Sehun diam dalam pelukan Hae Joo. Dia bahkan tidak membalas pelukan gadis itu. Tatapannya tertuju pada Daehyun yang mematung memandang mereka.

Hal yang membuat dadanya ngilu bukan hanya karena pemandangan yang ada dihadapannya namun juga isi kepala Hae Joo yang begitu senang bertemu dengan namja itu.

"Aku sungguh merindukanmu. Kau tidak mengangkat telponku, kau bahkan tidak menjawab pesanku."

"Aku harus pergi lama dan jauh darimu untuk sementara. Maafkan aku."

"Ada apa? Apa ada sesuatu yang terjadi?"

"Aku tidak bisa ada didekatmu sementara dia juga disini." Hae Joo mengikuti arah pandang Sehun.

Tatapan mereka menjadi teka-teki untuk Hae Joo. Dia teringat pesan Xiumin untuk menjauhi Daehyun. Sebenarnya ada masalah apa mereka dengan Daehyun.

"Uhm, kukira kalian baru saling kenal." ujar Hae Joo.

"Suruh dia pergi maka aku akan tinggal dan menceritakannya."

Hae Joo tidak bisa mengusir orang. Dia tidak pernah melakukannya sekalipun. Meski dirinya membenci orang tersebut.

"Jika dia tidak pergi, aku yang pergi tapi jangan harap aku akan kembali."

"Tidak Sehun, tunggu." Hae Joo menahan tangan Sehun. Dia tidak ingin sahabatnya pergi. Tidak tanpa penjelasan pasti yang membuatnya harus ditinggalkan. Hae Joo takut hanya dengan mendengar kata 'ditinggalkan'.

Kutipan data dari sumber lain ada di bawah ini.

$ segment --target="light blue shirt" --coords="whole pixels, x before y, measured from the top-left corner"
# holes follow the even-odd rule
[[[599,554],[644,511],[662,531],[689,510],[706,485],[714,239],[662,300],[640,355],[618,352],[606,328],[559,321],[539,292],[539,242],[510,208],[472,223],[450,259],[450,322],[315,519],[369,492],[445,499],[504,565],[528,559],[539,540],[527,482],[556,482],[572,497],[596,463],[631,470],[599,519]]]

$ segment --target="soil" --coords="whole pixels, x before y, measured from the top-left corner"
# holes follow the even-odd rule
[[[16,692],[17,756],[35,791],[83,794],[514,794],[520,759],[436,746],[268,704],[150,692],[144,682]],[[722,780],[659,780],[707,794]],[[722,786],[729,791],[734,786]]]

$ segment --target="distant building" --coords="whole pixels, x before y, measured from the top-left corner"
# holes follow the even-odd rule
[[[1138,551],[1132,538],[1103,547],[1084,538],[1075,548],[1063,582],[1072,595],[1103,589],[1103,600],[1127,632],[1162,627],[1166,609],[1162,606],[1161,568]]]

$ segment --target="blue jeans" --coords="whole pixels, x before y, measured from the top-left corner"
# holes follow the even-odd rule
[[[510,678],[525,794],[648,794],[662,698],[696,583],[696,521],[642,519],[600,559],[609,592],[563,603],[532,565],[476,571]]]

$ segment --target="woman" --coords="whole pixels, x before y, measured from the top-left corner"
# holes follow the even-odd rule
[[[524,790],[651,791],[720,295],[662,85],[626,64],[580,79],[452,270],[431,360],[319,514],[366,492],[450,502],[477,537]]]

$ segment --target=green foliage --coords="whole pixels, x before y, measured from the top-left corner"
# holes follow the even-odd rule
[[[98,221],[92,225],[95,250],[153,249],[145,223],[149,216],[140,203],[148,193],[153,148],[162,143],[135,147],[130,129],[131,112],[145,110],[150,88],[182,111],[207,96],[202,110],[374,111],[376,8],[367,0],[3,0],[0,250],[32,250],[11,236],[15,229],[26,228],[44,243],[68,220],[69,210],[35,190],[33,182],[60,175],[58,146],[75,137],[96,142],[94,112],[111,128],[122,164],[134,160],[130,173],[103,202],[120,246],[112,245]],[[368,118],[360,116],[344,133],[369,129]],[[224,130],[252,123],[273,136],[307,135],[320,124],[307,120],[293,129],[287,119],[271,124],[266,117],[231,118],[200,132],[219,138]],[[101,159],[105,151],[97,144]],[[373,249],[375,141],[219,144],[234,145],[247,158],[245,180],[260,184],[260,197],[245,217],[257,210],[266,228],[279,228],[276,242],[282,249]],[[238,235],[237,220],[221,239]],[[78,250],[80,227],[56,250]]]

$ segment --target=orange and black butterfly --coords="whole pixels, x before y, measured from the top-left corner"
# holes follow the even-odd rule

Tanpa menunggu perintah Hae Joo namja itu keluar dari rumah Hae Joo. Pandangan Hae Joo masih pada Daehyun meski dia telah benar-benar pergi.

Sehun berhutang penjelasan padanya. Sedetail mungkin. Karena Sehun sendiri yang menghilang darinya. Dia kembali dengan kebencian terhadap Daehyun.